Торжество, вот что сейчас чувствовал Максим, да что там, он был почти счастлив! Омрачало долгожданный момент лишь потерянное лицо Евы, которая стояла у лестницы рядом с матерью и, кажется, была в полнейшем шоке. Вся такая домашняя, в мягких тапочках и трикотажном костюмчике, с волосами, заплетёнными в две косички. Ну просто девочка-подросток из его прошлого. Да только у той девочки не было такого убитого взгляда. Ему бы радоваться, видя её такой (куда и девалось былое высокомерие), но… почему-то не получалось, а в груди, там, где слишком тяжело для такого долгожданного момента билось сердце, странно ныло и тянуло.

Евангелине казалось, что она вновь находится на сцене и играет в одном из представлений, настолько абсурдным было происходящее. Но по мере того, как до неё доходили весь ужас и неотвратимость действительности, грудь сдавливало тисками, а горло будто кто-то сжимал цепкой хваткой. Она нервно стиснула подрагивающую руку матери, глядя на этот театр абсурда, после чего перевела взгляд на бывшего одноклассника, отказываясь его понимать.

Принять роль Державина во всех бедах, что происходили в последнее время с её семьей, — это полностью перечеркнуть прошлое, в котором был нелюдимый мальчишка-изгой, единственный настоящий и искренний человечек в её школьном окружении. Мальчишка, из-за которого её сердце билось чаще… и от которого сейчас уже ничего не осталось.
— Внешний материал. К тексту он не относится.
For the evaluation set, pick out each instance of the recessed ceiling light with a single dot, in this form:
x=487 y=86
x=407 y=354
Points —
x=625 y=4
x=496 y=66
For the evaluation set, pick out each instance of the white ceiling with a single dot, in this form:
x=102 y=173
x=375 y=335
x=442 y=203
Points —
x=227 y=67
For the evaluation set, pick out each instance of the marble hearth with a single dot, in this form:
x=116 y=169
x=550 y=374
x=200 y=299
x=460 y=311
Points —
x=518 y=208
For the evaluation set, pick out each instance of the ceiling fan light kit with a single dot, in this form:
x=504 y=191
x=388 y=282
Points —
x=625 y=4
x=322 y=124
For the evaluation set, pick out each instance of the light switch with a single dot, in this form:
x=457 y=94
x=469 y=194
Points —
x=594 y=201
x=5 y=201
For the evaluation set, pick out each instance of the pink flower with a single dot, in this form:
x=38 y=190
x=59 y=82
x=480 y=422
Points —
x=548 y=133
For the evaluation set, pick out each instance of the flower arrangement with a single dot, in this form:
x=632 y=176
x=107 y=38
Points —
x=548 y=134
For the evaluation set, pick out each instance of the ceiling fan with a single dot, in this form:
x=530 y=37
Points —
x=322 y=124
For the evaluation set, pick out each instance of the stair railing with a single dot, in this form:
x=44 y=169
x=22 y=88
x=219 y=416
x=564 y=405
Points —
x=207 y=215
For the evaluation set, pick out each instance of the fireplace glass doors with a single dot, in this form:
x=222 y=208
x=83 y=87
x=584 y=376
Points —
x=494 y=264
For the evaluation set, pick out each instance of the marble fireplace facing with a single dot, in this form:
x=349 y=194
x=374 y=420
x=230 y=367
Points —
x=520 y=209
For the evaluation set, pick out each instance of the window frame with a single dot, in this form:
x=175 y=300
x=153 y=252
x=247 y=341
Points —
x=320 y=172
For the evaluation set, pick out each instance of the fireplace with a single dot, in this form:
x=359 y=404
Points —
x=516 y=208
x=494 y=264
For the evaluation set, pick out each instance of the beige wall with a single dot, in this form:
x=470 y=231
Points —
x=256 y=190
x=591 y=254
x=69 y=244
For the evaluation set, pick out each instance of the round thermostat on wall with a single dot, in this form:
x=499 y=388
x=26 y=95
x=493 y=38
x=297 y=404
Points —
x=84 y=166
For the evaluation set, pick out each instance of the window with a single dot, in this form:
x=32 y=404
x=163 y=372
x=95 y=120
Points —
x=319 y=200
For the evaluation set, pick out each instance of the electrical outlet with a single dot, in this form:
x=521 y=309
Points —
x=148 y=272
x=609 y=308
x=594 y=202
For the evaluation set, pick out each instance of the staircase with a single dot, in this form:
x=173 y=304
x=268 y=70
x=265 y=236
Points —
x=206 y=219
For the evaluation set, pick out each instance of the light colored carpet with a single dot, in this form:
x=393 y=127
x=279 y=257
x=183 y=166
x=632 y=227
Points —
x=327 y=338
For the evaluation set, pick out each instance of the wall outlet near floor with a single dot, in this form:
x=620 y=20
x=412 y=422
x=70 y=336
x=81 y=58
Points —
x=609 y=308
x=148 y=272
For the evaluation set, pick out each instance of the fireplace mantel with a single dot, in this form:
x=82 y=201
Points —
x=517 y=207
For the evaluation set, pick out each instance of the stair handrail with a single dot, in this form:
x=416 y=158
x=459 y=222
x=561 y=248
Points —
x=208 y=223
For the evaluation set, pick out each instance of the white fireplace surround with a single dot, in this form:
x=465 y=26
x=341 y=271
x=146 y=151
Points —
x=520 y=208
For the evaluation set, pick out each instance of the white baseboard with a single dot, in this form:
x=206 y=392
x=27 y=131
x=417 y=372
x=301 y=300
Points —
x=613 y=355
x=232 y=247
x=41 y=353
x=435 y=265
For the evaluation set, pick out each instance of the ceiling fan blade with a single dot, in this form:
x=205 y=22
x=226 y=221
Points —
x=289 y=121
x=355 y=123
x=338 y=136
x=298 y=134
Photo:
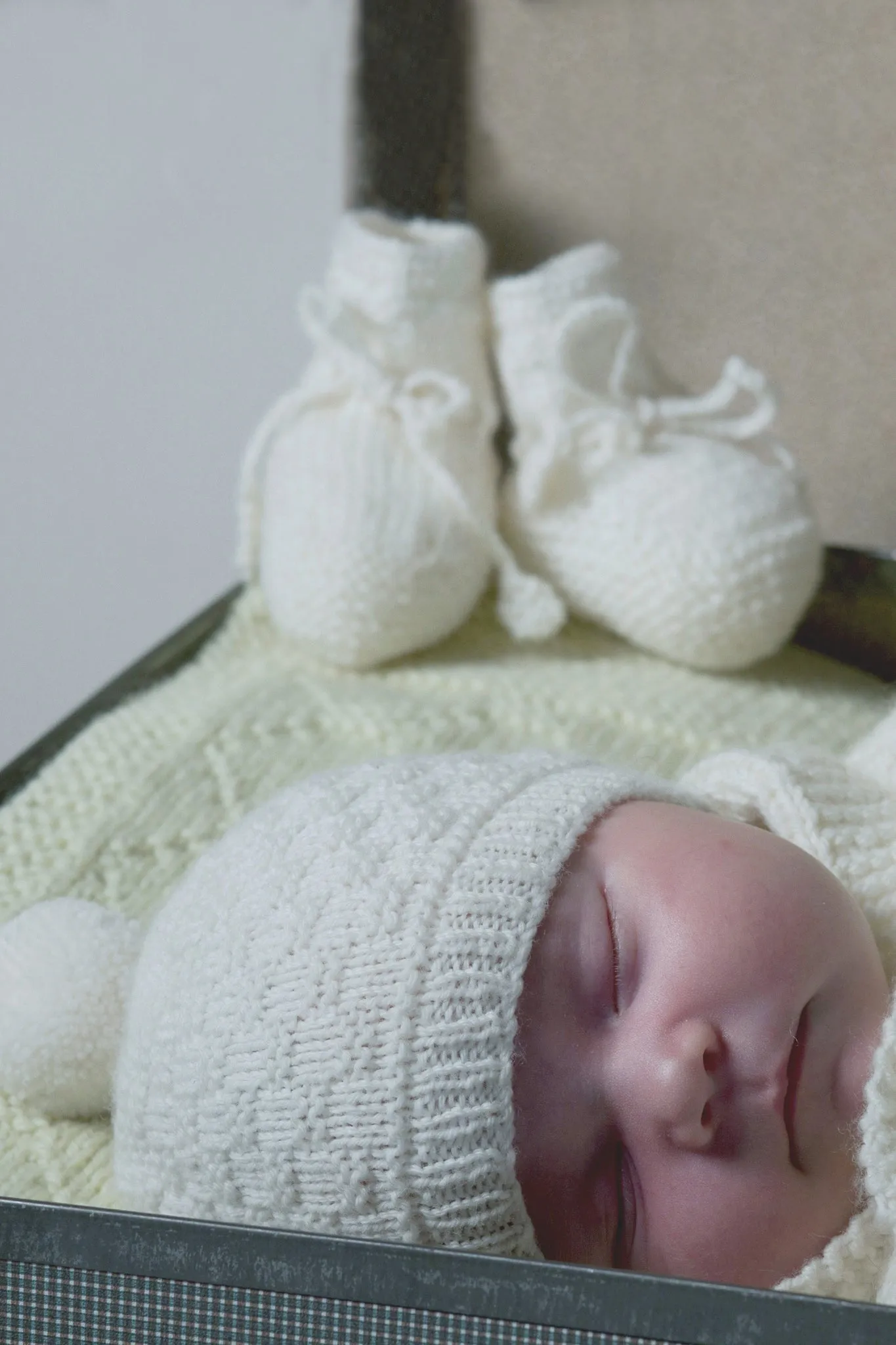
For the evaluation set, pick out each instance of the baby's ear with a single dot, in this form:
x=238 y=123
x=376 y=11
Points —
x=65 y=974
Потому что этот мужчина, который с торжествующим видом горделиво поглядывает на неё, уж точно не имеет ничего общего с тем Максимом, которого она помнила и знала.

— Сколько бы ласковых слов ни сказал мне твой папашка, я, так уж и быть, не стану приказывать заткнуть ему рот. Но с каждой оброненной фразой у меня возникает непреодолимое желание попросить охрану помочь ему покинуть дом, — сейчас Макс говорил только с Евангелиной, игнорируя отца. — Ему же лучше выйти отсюда на своих двоих. То же касается и твоей матери. А вот ты, Ева… — он замолчал, с задумчивым видом разглядывая бывшую одноклассницу. — Пожалуй, ты всё же можешь остаться тут. Скажем… на правах прислуги. Мне как раз не помешает новый обслуживающий персонал. Видишь, какой я добрый и щедрый, даю тебе возможность заработать деньги честным трудом. Заметь, гораздо более щедрый и понимающий, чем в своё время был твой папенька.